No soy un creyente sino un agnóstico. Y actúo como tal. Creo que todas las cosas que hay en el mundo necesitan una explicación, yo no creo en ellas por que sí y el medio para conseguirlas también es una manera de romperme la cabeza antes de ponerme a pensar en que lo conseguiré por medio de una creencia. Como Santo Tomás, necesito tocar todo antes de creer en ello y tocar no es dado a todo el mundo, solo a los descreídos.

Ten fe, lo tendrás todo.


sábado, 4 de febrero de 2017

Hoy tengo más moral. No sé por qué. Estoy haciendo un intento por dejar de fumar. Ayer me lo pasé bien en un taller literario. Pero lo fundamental es que estoy viviendo mi periodo de euforia particular después de la fase depresiva. Creo que se trata de eso.
Mi enfermedad es así. Alterna esas fases de declive anímico con otras de tranquilidad alegre.
He estado oyendo un documento sonoro en la radio sobre el cambio climático. Dice ese documento que en 2003 hubo un verano tan caluroso que murieron por su causa 20.000 personas. En occidente. Desde ese momento la gente tomó conciencia de que el clima había cambiado por efecto del hombre.
A mí me disgusta que las estaciones no se sucedan como deberían. Y me disgusta la tala indiscriminada de árboles y la desaparición de los bosques y la contaminación producida por los coches y el consumo salvaje.
Todos deberíamos hacer algo por el medio ambiente. No consumir tanto, no dar tantas vueltas con el coche. No fastidiar al cielo que nos cubre.
En estos últimos años hemos asistido a migraciones de gente que se ha quedado sin su medio de vida por efecto del cambio climático. Se llaman los refugiados climáticos. Todo por una civilización hiperconsumista y no sensibilizada con el medio. Ojalá no acabe todo esto de modo apocalíptico.
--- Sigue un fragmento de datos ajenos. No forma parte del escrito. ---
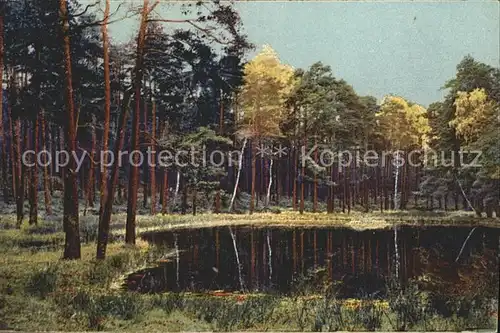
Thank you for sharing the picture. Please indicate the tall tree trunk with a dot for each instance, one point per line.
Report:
(34, 177)
(315, 185)
(91, 180)
(105, 218)
(268, 196)
(46, 179)
(302, 179)
(5, 186)
(12, 151)
(396, 195)
(221, 132)
(294, 186)
(153, 169)
(107, 107)
(70, 215)
(254, 166)
(145, 168)
(164, 209)
(18, 181)
(134, 169)
(240, 162)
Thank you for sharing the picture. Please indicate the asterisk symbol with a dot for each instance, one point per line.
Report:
(280, 151)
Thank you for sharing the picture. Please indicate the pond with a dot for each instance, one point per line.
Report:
(273, 259)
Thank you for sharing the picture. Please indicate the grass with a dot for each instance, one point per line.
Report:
(289, 219)
(39, 291)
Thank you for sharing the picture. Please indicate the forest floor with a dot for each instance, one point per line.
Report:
(38, 291)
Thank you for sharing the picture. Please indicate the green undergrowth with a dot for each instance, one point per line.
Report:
(41, 292)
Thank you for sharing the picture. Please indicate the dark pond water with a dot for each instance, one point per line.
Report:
(269, 259)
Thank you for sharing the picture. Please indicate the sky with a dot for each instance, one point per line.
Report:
(408, 49)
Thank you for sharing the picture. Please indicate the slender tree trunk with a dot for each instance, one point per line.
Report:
(5, 186)
(236, 184)
(70, 215)
(302, 179)
(134, 168)
(268, 196)
(177, 186)
(294, 186)
(12, 152)
(18, 181)
(145, 168)
(105, 219)
(107, 108)
(252, 196)
(221, 132)
(34, 177)
(315, 185)
(164, 209)
(91, 180)
(46, 179)
(153, 169)
(396, 195)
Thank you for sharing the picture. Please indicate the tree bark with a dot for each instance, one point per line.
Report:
(236, 184)
(107, 106)
(254, 166)
(34, 177)
(46, 179)
(19, 184)
(105, 218)
(134, 169)
(268, 196)
(153, 169)
(5, 186)
(91, 180)
(164, 209)
(70, 215)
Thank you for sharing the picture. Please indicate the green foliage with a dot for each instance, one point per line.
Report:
(42, 282)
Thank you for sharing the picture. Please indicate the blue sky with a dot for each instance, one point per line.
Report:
(402, 48)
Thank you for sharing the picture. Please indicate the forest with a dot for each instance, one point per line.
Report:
(251, 142)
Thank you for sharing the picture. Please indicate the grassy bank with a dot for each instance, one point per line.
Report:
(38, 291)
(290, 219)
Los recursos de la Tierra son limitados, el egoísmo no.

viernes, 3 de febrero de 2017

He ido a por unos boquerones al supermercado. El día está para permanecer en casa haciendo lo que sea. No dejo de fumar aunque lo intente. He leído la prensa y habla del error de las redes sociales, de la polución en las grandes ciudades y de los partidos populistas.
Casi todo, política.
Hay también noticias sorprendentes que quieren llamar la atención pero no pincho en ellas. Me da igual lo que pasa por el mundo.
Hace viento y frío pero no llueve. Preferiría que lloviese.
El tiempo pasa lentamente y nos hace más viejos. Eso es inapelable. Es un ley que se cumple continuamente y sin marcha atrás y sin remisión y sin culpa ni perdón.
Es la única noticia que sale siempre en los periódicos: hoy eres más viejo que ayer.
Decía que he intentado dejar de fumar pero me ha vencido el cigarrillo. Me ha dicho un amigo que ha dejado de fumar que cuanto más intentes dejarlo, más posibilidades hay de que en un intento lo dejes. Ojala sea así y alguna vez deje del todo.
Las habitaciones de los hoteles están llenas de turistas norteños que quieren ver Madrid.
Yo ya me he levantado y tengo muchos días para ver Madrid y no lo veo bien, como esos turistas. Qué rollo.

Vive la vida, es lo más espontáneo que puedas hacer.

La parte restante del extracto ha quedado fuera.